We are very thankful to the Institute of Education Sciences (IES) for having granted the opportunity to carry out the proposed research for the next five years. We are also grateful to our IES project officer, Dr. Helyn Kim, for the support she has offered from the onset of our grant in July 2020. Additionally, we are very pleased that IES also funded a sister Center to ours, housed at the University of Texas, Houston, under David Francis’s direction. Its portfolio of proposed work and ours are very complementary, so we welcome the opportunity to jointly be able to make a major impact in a field that needs actionable ideas and improvement.
One of the activities that we’ve already begun came up in response to COVID-19, which made distance learning a must — not only for K–12 teachers, but also for professors in institutions of higher education, professional development providers, and others. All of us were sent into seclusion when the pandemic struck, leaving us cautiously working from home. Interactions with colleagues had to be online and tended to focus on the urgency of specific tasks at hand, which often meant that rich, intellectual conversations were put aside or postponed.
In that context, I realized how wonderful it would be to have time, even just an hour, for a conversation with an admired scholar about the themes that we passionately care about: the education of English Learners and how to promote their deep and generative language and academic development. And if other colleagues could be privy to the conversation as well, that would be lovely. So, I invited a number of scholars for just that purpose — to have open conversations with me in a series of webinars about the topics that we care most about in our work.

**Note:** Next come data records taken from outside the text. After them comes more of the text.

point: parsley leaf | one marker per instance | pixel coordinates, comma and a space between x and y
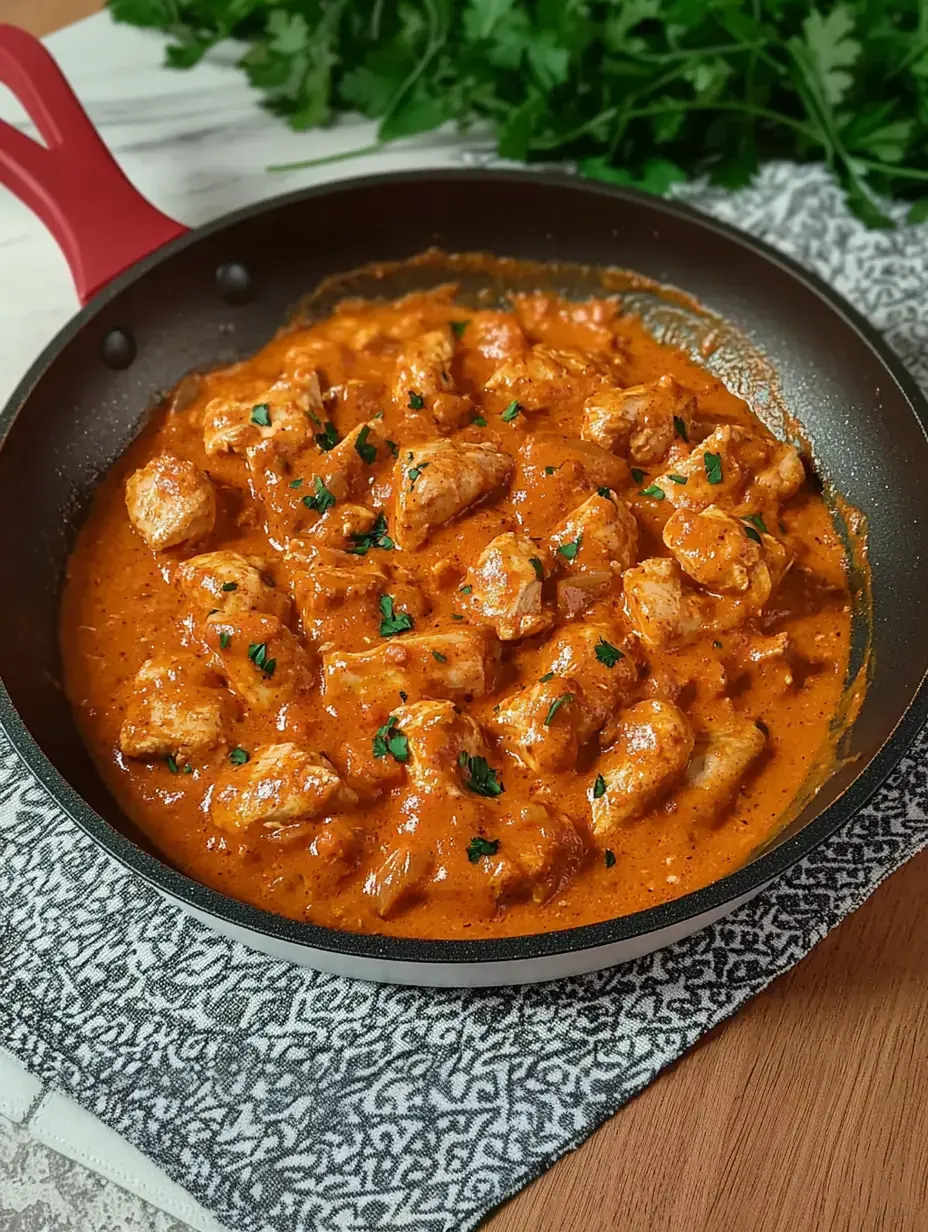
480, 776
393, 622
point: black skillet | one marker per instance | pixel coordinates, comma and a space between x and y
162, 301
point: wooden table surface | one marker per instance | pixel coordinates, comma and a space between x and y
806, 1113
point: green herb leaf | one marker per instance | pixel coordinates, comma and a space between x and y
393, 621
322, 500
555, 706
606, 653
480, 776
367, 452
478, 848
714, 467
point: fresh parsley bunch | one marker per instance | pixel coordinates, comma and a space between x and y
636, 91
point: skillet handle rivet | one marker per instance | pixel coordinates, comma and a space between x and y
117, 349
233, 282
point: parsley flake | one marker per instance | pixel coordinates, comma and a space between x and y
393, 622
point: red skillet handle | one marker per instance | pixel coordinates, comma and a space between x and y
73, 184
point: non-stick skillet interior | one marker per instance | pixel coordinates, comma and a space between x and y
80, 413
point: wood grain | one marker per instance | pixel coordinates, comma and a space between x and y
807, 1113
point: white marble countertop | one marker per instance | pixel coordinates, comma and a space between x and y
197, 145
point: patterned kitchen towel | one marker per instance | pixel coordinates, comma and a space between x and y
284, 1099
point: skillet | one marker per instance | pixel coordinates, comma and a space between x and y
160, 301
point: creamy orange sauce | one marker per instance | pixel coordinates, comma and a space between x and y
122, 606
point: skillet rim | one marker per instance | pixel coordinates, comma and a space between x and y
741, 882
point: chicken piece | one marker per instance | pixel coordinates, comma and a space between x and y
175, 709
539, 853
423, 378
639, 420
737, 470
399, 879
281, 786
438, 736
653, 745
457, 663
720, 761
229, 583
507, 587
259, 657
170, 502
545, 376
438, 481
604, 532
281, 413
546, 732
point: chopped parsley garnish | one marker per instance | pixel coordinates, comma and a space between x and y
555, 706
477, 848
367, 452
568, 551
328, 437
714, 467
388, 741
757, 520
393, 622
414, 472
375, 537
258, 654
480, 775
322, 500
606, 653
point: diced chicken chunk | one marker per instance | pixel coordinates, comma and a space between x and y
507, 587
438, 736
539, 853
457, 663
544, 377
438, 481
281, 413
588, 675
720, 761
259, 657
280, 786
604, 532
653, 745
423, 380
170, 502
175, 709
736, 470
229, 583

My teammates in the Quality Teaching for English Learners Initiative and I were amazed by the results. All of the scholars who were invited accepted immediately, and the resulting conversations were immensely popular. Attendance to each conversation fluctuated between 1,100 and 650 participants. That interest was immensely gratifying; it reiterated our notion that educators are committed to enhancing their understanding and getting better at supporting their students. The feedback of viewers and listeners clearly said so. We received many versions of the following comment: “What a pleasure it was to be stimulated intellectually and grow professionally in fun ways. The hour went by so fast.”
Invited scholars included colleagues in the field of learning English as an additional language; learning academic subject matter in English; the contexts and policies within which these practices operate; and resulting social and educational dynamics. Each conversation brought a different perspective on approaches and emphases — usually a complementary perspective, though at other times varying perspectives.
Guests came from Australia, Canada, England, and the United States. I hosted from Lima, Perú, where I have been since early March when the pandemic triggered border closings. Conversation guests were: Guadalupe Valdés from Stanford University; Ofelia García from the City University of New York; Kenji Hakuta from Stanford University; Joel Westheimer from the University of Ottawa; George Bunch from the University of California, Santa Cruz; Alice Stott from Voice 21 in London; Jenny Hammond from the University of Technology, Sydney; Beverly Derewianka from Wollongong University in Australia; Magaly Lavadenz from Loyola Marymount University, Los Angeles; Amanda Kibler from the Oregon State University; Meg Gebhard from the University of Massachusetts, Amherst, and Diane Larsen-Freeman from the University of Michigan.
All conversations are being posted for your use as we inaugurate the center’s website. We will also build teacher education and teacher professional learning modules that educators and professional developers may be able to use in whole or partially. I will be blogging about the main content of each conversation and highlighting points of relevance to the field, cross-cutting themes, and unresolved questions. Keep tuned, as my colleagues and I continue to discuss the conversations and other issues of relevance to the education of secondary English Learners in rich detail in the future.